Especially in small factories, where individual owners can easily police the workforce, attempts to organise workers, or expose violations, have been met with police crackdowns or attacks by gangs.

“We were beaten up and experienced a lot of physical harassment,” said U Aung Kyaw, who began collecting data and reporting abuses to the Labour Rights Promotion Network in Mahachai several years ago, before finally launching MWRN in 2009.

Getting workers to speak out is tough because many are undocumented and fear reprisals. Activists recently pilloried the National Verification Programme for charging “extortionist” prices for work permits, pushing many migrant into a kind of bonded servitude.

Twenty-seven-year-old Win Sein, hailing from the Tanintharyi Division in southeast Myanmar, was forced to pay his broker 223 dollars when he arrived here seven years ago. To pay off the massive bill, he landed a job at a tuna processing factory in Mahachai.

“I’m currently working at Thai Union Frozen Foods in Mahachai,” Win Sein told IPS. Here, a full range of discriminatory practices are on display, including Thai workers receiving two weeks of paid vacation while their Burmese counterparts get no official leave.

The fisheries sector is not the only one to have come under fire.

A 2012 report by the Finnish research NGO Finnwatch revealed how basic human rights were being grossly violated at the pineapple processing company Natural Fruit, which supplies pineapple concentrate to Refresco, the bottle manufacturer that controls an estimated 20 percent of the European private label soft drink and fruit juice market.

Finnwatch reserved a large part of its indictment for Refresco, saying it too is partly responsible for the exploitation of migrant workers. Finnwatch research coordinator Henri Purje said that companies like Refresco, which raked in 1.22 billion euros in revenues in 2010, compromised labour rights in an effort to maintain competitive prices.

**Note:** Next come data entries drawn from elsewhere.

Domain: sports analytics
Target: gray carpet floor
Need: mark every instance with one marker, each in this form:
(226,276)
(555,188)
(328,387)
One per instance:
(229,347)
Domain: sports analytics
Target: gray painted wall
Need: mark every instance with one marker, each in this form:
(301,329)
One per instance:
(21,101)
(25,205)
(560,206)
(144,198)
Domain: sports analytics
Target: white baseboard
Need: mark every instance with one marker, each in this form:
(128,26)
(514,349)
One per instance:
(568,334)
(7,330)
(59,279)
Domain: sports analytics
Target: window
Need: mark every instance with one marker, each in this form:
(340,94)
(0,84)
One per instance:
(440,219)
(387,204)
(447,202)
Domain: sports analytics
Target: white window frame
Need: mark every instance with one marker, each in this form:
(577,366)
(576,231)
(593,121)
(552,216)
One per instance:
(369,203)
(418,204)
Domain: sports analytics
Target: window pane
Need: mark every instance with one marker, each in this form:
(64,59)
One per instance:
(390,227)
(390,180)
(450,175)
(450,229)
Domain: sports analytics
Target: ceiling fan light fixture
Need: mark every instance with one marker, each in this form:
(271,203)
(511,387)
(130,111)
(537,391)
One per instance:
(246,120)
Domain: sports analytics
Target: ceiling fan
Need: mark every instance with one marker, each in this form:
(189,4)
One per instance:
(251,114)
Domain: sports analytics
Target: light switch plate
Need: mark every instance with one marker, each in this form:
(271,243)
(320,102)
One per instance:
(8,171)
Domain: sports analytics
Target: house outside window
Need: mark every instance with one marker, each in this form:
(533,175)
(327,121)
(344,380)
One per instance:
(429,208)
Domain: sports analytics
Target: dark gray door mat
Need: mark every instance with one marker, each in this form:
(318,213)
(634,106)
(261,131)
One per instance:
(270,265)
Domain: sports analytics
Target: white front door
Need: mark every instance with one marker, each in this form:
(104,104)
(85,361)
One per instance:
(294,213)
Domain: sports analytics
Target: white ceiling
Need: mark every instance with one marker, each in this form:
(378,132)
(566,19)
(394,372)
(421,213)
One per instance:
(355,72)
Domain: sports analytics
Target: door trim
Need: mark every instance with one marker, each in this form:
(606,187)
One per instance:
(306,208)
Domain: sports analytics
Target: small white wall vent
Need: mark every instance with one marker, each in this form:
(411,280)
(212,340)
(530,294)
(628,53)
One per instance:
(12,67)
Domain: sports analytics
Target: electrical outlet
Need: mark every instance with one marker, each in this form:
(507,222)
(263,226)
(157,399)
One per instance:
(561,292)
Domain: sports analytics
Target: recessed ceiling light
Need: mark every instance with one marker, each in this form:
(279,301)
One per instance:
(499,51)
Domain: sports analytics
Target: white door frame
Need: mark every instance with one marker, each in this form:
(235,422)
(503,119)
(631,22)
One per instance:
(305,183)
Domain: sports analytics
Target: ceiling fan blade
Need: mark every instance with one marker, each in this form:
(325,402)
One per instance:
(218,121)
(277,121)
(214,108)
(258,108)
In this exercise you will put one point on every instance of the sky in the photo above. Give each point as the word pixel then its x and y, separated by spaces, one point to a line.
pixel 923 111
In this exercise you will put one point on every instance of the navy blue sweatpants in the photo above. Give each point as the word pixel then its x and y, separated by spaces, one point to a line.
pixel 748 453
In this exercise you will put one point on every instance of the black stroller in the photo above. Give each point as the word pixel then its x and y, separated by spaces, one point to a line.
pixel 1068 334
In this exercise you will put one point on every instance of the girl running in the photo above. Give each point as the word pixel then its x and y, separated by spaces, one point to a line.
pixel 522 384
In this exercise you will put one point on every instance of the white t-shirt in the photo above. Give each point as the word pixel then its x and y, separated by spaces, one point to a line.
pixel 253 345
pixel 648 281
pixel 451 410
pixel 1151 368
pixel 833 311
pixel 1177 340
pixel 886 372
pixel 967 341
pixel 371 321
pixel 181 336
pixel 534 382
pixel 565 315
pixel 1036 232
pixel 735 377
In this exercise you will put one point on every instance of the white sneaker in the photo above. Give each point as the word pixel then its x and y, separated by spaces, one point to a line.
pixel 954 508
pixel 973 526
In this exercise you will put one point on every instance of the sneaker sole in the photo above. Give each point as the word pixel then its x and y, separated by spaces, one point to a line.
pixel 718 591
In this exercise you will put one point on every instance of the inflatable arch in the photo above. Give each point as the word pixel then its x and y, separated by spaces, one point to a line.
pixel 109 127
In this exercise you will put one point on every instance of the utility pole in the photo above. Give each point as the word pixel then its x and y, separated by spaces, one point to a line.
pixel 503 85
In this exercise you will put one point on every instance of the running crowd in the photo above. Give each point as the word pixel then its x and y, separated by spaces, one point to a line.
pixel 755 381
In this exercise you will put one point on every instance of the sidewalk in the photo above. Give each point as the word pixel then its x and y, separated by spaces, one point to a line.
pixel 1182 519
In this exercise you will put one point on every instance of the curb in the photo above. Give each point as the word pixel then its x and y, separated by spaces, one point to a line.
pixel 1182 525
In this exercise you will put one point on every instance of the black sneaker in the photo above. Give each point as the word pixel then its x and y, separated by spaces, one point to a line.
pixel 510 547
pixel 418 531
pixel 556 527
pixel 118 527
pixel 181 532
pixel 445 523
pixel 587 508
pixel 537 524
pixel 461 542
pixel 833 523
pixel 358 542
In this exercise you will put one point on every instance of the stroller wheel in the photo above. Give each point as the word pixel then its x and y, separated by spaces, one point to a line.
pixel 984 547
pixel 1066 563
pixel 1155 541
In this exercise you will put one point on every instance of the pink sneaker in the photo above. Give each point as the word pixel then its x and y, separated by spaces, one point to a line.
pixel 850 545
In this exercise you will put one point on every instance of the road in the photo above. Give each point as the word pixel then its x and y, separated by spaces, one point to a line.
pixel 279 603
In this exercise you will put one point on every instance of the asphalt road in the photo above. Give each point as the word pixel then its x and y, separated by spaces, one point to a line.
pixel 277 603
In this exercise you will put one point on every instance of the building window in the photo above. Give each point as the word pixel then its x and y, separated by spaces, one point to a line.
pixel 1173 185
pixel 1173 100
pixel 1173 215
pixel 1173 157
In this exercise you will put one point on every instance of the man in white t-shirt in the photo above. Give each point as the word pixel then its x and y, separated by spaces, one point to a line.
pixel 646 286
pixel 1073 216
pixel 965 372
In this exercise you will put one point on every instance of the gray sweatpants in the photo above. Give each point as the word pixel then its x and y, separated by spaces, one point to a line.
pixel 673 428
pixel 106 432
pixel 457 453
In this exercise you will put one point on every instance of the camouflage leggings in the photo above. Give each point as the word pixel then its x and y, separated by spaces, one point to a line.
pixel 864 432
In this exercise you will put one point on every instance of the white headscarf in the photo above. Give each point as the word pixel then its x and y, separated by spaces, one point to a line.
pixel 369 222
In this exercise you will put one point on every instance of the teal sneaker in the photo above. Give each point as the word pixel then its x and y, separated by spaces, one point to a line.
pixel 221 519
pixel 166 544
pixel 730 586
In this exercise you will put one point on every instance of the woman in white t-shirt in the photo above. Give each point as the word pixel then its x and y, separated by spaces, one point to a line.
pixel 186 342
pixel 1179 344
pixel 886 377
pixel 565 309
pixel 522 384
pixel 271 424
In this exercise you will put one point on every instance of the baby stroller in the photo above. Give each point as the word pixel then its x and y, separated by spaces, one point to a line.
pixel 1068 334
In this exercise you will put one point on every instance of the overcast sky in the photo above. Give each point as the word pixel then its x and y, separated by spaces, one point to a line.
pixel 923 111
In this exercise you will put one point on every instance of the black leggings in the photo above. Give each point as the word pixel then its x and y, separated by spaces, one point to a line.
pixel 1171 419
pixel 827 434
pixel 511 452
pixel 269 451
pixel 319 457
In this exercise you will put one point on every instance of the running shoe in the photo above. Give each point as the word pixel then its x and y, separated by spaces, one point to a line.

He told IPS that since labour costs only comprise a tiny percentage of the price of the end product, paying decent wages and abiding by the International Labour Organisation (ILO)’s guidelines will hardly impact the company’s bottom line.

The problem, as Purje sees it, “is that the international chains that buy from Thai producers put fairly strict conditions on their suppliers, making it difficult for suppliers to pay minimum wage.”

For the moment, Refresco has reportedly stopped sourcing from Natural Fruit, and the company, owned and operated by the brother of Thailand’s Democratic Party Secretary-General Chalermchai Sri-On, has filed a 10-million-dollar lawsuit against the co-author of the Finnwatch report, British migrant specialist Andy Hall, for “criminal defamation.”

For the last decade, Hall has exposed systematic abuses of migrant workers in Thailand and has worked closely with foreign consumers and diplomatic missions to develop a strategy of corporate social responsibility that might make life easier for migrant workers.

He told IPS he has also been working closely with the Myanmar government, on whose shoulders the responsibility of protecting migrant workers falls.

Burmese leader Aung San Suu Kyi’s recent visit and meeting with migrant workers in Mahachai has brought renewed hope that things will change.